Economist: Hedging Avenues Varied

Matthew Diersen, risk and business management specialist for the Ness School of Management and Economics, South Dakota State University, said, “There are several ways to manage price risk when marketing cattle.”

Some producers spread out sale dates, while others use forward contracts, Diersen said in a newsletter to Extension agents from the Livestock Marketing Information Center called In The Cattle Markets.  Some prefer to use futures and options, and still others prefer utilizing insurance products like Livestock Risk Protection.

 

USDA INFORMATION

 

The USDA’s Agricultural Marketing Service reports forward contract activity, Diersen said.  Forward contracting fed cattle has received attention recently as contracts are discussed in the realm of other marketing arrangements.

The current level of cumulative contracted cattle, at 1.4 million head, is up from 1.1 million in 2020 but below the 1.6 million in 2019, Diersen said.  Forward contract volume of feeder cattle is close to last year.

In early July, Superior Livestock had sales for 500- to 600-pound north central steers trading near $180 per cwt, up from about $160 a year ago, he said.  However, compared to the October feeder cattle futures price, the implied basis is much narrower than at this time last year.

 

FUTURES AND OPTIONS

 

Futures and options volumes are more difficult to discern, Diersen said.  In 2016, survey respondents used futures and options for cattle, but their extrapolated totals seem low for the U.S.

The Commitment of Traders reports show producers with more short than long futures positions, he said.  These likely are very large feedlots and packers that must report positions.

Some feedlots may be part of the producers with long feeder cattle futures positions, Diersen said.  Producers hedging cattle are more likely to be counted among the nonreportable short holders, which tend to exceed the nonreportable long holders.

Among the nonreportable positions, the futures open-interest is much larger than the options open-interest across both contracts, he said.

 

OTHER OPTIONS

 

The most transparent information is available for LRP, Diersen said.

The 2021 fiscal year ended on June 30, and the higher premium subsidy likely shifted demand for coverage, he said.  Head covered sharply increased to a record 180,660 fed cattle, with the number of policies sold increasing almost five-fold compared with a year earlier.

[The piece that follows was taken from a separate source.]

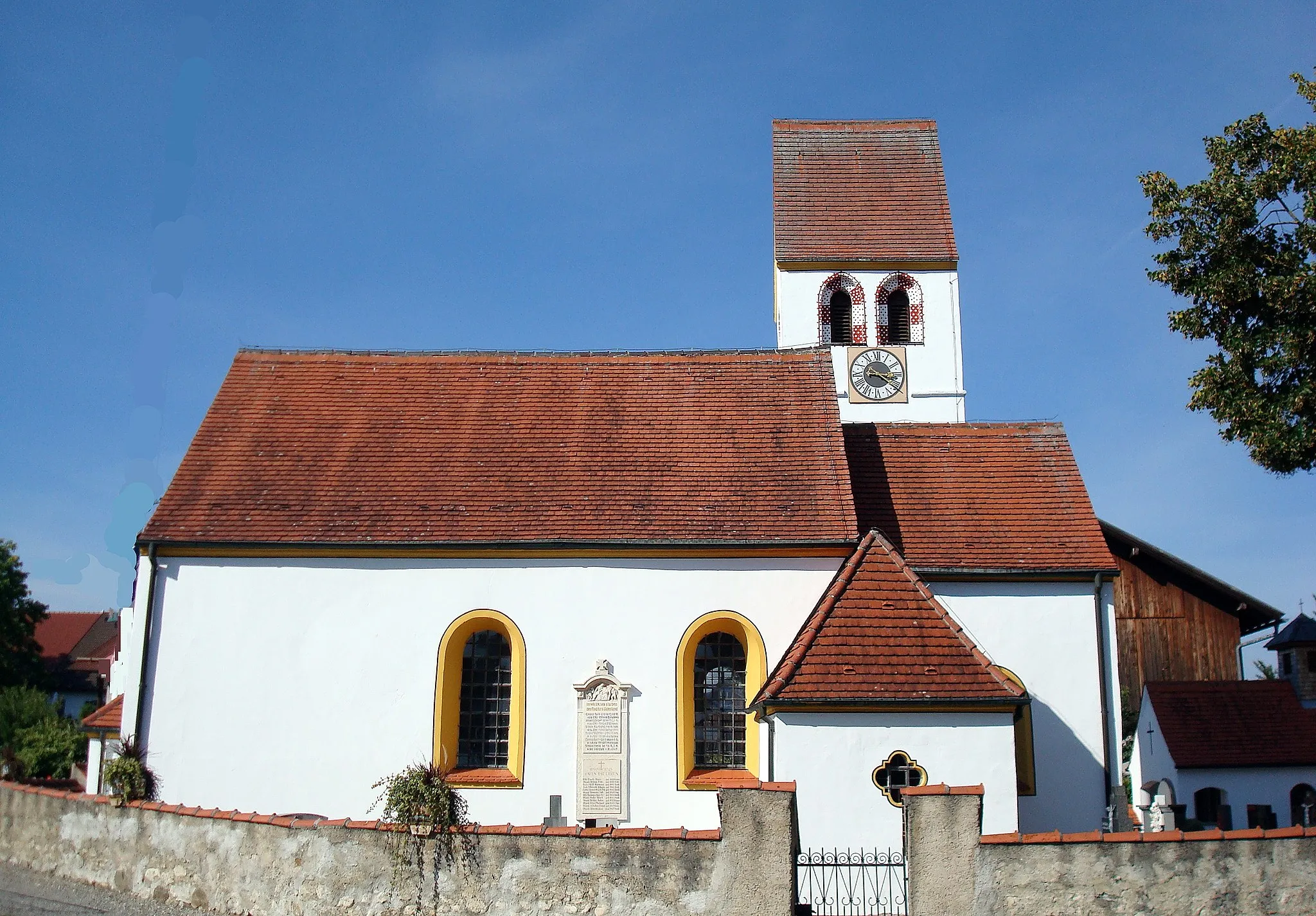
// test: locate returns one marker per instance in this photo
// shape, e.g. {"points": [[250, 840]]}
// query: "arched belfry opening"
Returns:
{"points": [[841, 316], [841, 310]]}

The coverage was most used in Nebraska, but there was volume across the major feedlot states, Diersen said.  A look at the participation data suggests the highest coverage levels were the most popular.

The number of head covered still is a low percentage of the total number of cattle on feed, he said, equating to about 6,000 contracts worth of live cattle.

 

CATTLE, BEEF RECAP

 

Fed cattle traded this week at $120 per cwt on a live basis, up $2 to down $2 from last week.  Dressed-basis trad was at $195, steady to down $2.

The USDA choice cutout Tuesday was up $1.80 per cwt at $269.73, while select was up $3.02 at $253.94.  The choice/select spread narrowed to $15.79 from $17.00 with 126 loads of fabricated product and 31 loads of trimmings and grinds sold into the spot market.

The USDA reported Tuesday that basis bids for corn from livestock feeding operations in the Southern Plains were unchanged at $1.86 to $1.91 a bushel over the Sep futures and for southwest Kansas were unchanged at $0.70 over Sep, which settled at $5.48 3/4 a bushel, down $0.01.

The CME Feeder Cattle Index for the seven days ended Friday was $153.97 per cwt up $0.12.  This compares with Tuesday’s Aug contract settlement of $160.70 per cwt, down $1.50.